The 3 Phases of Pre - Foreclosure with Pace Morby | Wholesale Real Estate

Brief Summary

This video explains the three phases of pre-foreclosure and how to approach them as a wholesaler. It emphasizes the importance of understanding the timeline and the seller's mindset in each phase to effectively target and close deals. The key takeaways include focusing on the first 30 days after the initial notice and the final 30 days before the auction, tailoring your approach to the seller's emotional state, and being persistent in your follow-up.

  • Focus on the first 30 days after the initial notice and the final 30 days before the auction.
  • Tailor your approach to the seller's emotional state.
  • Be persistent in your follow-up.

Intro

The video introduces the concept of targeting pre-foreclosure properties for wholesale deals, highlighting that the majority of opportunities lie in the first and third phases of the foreclosure process. It dispels the myth that properties with equity are not viable for wholesale, emphasizing that the seller's distress and need for a quick solution are more critical factors.

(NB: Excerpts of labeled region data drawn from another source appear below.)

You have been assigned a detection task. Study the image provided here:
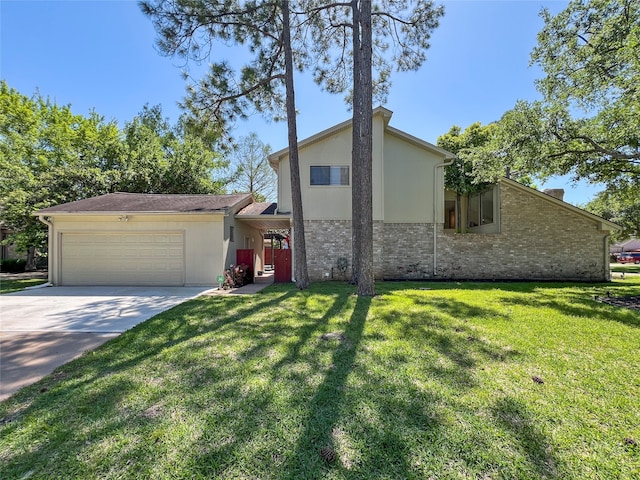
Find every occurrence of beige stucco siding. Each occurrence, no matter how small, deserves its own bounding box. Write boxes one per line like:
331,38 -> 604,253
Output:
384,133 -> 444,223
278,111 -> 385,220
51,214 -> 226,285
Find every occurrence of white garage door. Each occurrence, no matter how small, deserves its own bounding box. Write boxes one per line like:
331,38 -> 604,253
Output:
61,232 -> 184,285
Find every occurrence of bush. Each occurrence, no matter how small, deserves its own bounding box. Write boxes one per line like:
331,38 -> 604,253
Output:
0,258 -> 27,273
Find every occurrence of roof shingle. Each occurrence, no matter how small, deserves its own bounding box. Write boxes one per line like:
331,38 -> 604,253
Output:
36,192 -> 251,215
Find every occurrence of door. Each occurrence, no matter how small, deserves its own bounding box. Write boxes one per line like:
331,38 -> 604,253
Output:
273,249 -> 291,283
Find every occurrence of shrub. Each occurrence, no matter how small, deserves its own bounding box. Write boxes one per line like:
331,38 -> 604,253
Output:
0,258 -> 27,273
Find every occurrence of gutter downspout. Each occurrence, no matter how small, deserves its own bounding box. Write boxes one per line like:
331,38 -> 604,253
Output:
604,232 -> 611,282
38,215 -> 53,285
433,157 -> 456,277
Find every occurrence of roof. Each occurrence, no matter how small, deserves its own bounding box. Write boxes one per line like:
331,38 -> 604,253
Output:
35,192 -> 252,215
499,177 -> 622,230
236,202 -> 291,231
237,202 -> 278,215
269,106 -> 455,168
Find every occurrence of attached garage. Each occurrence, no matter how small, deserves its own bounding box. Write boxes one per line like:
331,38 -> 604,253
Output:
35,193 -> 262,286
60,232 -> 185,286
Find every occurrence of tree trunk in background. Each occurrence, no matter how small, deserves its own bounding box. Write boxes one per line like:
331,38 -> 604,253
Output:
282,0 -> 309,289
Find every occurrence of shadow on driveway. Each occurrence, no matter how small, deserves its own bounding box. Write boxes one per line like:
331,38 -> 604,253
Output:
0,287 -> 216,401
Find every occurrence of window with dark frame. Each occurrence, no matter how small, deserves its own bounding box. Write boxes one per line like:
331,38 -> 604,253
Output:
468,188 -> 493,227
310,165 -> 349,186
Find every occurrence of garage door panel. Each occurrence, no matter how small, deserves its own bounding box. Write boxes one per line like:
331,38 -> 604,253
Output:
61,232 -> 184,285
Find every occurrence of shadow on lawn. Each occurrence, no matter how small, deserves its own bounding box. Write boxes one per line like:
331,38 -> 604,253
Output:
501,290 -> 640,327
280,297 -> 372,479
3,285 -> 576,479
492,396 -> 558,478
0,290 -> 296,478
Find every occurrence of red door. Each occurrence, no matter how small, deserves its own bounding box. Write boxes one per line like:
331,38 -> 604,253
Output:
273,249 -> 291,283
236,248 -> 256,281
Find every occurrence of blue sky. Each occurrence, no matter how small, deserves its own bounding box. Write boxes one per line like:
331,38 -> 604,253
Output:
0,0 -> 600,204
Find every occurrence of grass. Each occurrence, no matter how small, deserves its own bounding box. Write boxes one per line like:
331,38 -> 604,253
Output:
0,278 -> 640,479
611,263 -> 640,273
0,278 -> 47,295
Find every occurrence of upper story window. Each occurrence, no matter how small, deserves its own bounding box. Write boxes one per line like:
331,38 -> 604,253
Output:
311,165 -> 349,185
468,188 -> 493,227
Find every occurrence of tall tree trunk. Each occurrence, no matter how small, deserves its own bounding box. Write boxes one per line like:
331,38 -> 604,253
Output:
352,0 -> 375,297
24,247 -> 37,272
282,0 -> 309,289
351,0 -> 363,285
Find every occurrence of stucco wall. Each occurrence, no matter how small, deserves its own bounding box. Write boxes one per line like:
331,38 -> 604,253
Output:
278,110 -> 386,220
384,133 -> 444,223
50,214 -> 225,285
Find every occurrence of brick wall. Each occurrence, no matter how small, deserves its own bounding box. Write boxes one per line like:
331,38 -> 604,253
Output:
437,183 -> 609,281
304,220 -> 384,281
305,183 -> 609,281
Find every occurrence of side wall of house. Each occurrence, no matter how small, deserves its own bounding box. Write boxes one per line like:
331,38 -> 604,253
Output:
437,182 -> 609,281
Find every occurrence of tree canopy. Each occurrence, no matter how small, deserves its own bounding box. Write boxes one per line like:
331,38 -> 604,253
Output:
228,132 -> 278,202
468,0 -> 640,195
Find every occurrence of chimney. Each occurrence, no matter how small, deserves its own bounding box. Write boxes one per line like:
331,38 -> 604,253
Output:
542,188 -> 564,201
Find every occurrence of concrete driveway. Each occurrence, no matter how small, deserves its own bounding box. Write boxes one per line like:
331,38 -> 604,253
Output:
0,287 -> 216,401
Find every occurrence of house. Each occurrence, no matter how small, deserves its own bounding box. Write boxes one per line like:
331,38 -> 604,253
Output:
610,238 -> 640,254
35,193 -> 289,286
269,107 -> 618,281
35,107 -> 618,285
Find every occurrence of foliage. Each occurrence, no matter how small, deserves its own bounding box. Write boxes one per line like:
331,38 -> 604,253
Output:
584,189 -> 640,241
468,0 -> 640,191
227,132 -> 278,202
437,122 -> 496,196
140,0 -> 309,289
296,0 -> 444,104
0,81 -> 122,264
0,275 -> 640,479
118,105 -> 229,194
0,81 -> 226,268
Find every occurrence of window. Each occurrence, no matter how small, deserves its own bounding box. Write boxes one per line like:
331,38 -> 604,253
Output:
311,165 -> 349,185
469,188 -> 493,227
444,200 -> 456,229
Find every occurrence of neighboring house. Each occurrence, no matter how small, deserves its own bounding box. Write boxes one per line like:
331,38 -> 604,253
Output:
35,107 -> 619,285
35,193 -> 289,285
269,107 -> 618,281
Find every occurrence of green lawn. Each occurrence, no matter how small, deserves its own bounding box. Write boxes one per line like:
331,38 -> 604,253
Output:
611,263 -> 640,273
0,278 -> 47,295
0,279 -> 640,480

Three Phases of Pre-Foreclosure

The pre-foreclosure process is divided into three phases. Phase one begins when the homeowner receives the initial letter notifying them of late payments, which becomes public record. Phase two is the "ostrich phase," where homeowners often ignore the problem. Phase three occurs closer to the auction date, when homeowners realize the severity of the situation. The majority of sales happen in phase three (60%) and phase one (30%).

Phase One: The "Oh No" Phase

In phase one, homeowners receive the initial notification and often panic. This is a crucial time to reach out through text and door-knocking. These homeowners, making up 30% of sales, are typically distressed and eager to find a solution. Equity is not a significant factor, as their immediate need to resolve the situation drives their decision-making.

Phase Two: The "Ostrich" Phase

Phase two, lasting about 90 days, is characterized by homeowners avoiding the issue, often ignoring calls and attempts to contact them. During this phase, a gentle follow-up approach is recommended, focusing on planting seeds and offering support rather than pushing for a contract. This phase accounts for only about 10% of sales.

Phase Three: The "OMG" Phase

Phase three is when homeowners realize their attempts to resolve the situation have failed and become more amenable to solutions. This phase accounts for the majority (60%) of sales. The key is to offer solutions like postponing the foreclosure, which requires a committed contract. It's crucial to get the seller committed before extending the foreclosure to avoid them reverting to the "ostrich" phase.

Judicial vs. Non-Judicial States

The timeline of these phases varies depending on whether the state is judicial or non-judicial. In non-judicial states, a trustee handles the foreclosure process, while in judicial states, the bank must go through a court. This distinction affects the speed and process of foreclosure, influencing where cash buyers are more prevalent due to capital availability.

Timelines and Public Records

Knowing what phase a property is in involves checking public records for updates or using services like Batch Driven or ForeclosuresDaily.com. The first 30 days after the initial notice and the last 30 days before the auction are the prime times to focus on. The "scarlet letter" or notice of trustee sale posted on the property indicates the homeowner is in the final phase.

Real Deal Example

The video shares a real example of a deal closed with a homeowner in phase one, emphasizing the importance of empathy and understanding their situation. The homeowner was embarrassed and grateful for the help, highlighting the characteristics of motivated sellers in this phase. This lead came from Batch Driven, demonstrating the effectiveness of targeting properties with recent notices of default.

Quality Over Quantity

The video stresses that foreclosure is a unique pain point, as it directly threatens the homeowner's residence. Therefore, a smaller number of foreclosure leads can be highly valuable. It advises filtering leads for those with equity, built before 1990, and owned for at least seven years to increase the likelihood of a successful deal. The key is to break the barrier of communication through door-knocking, texting, or other means.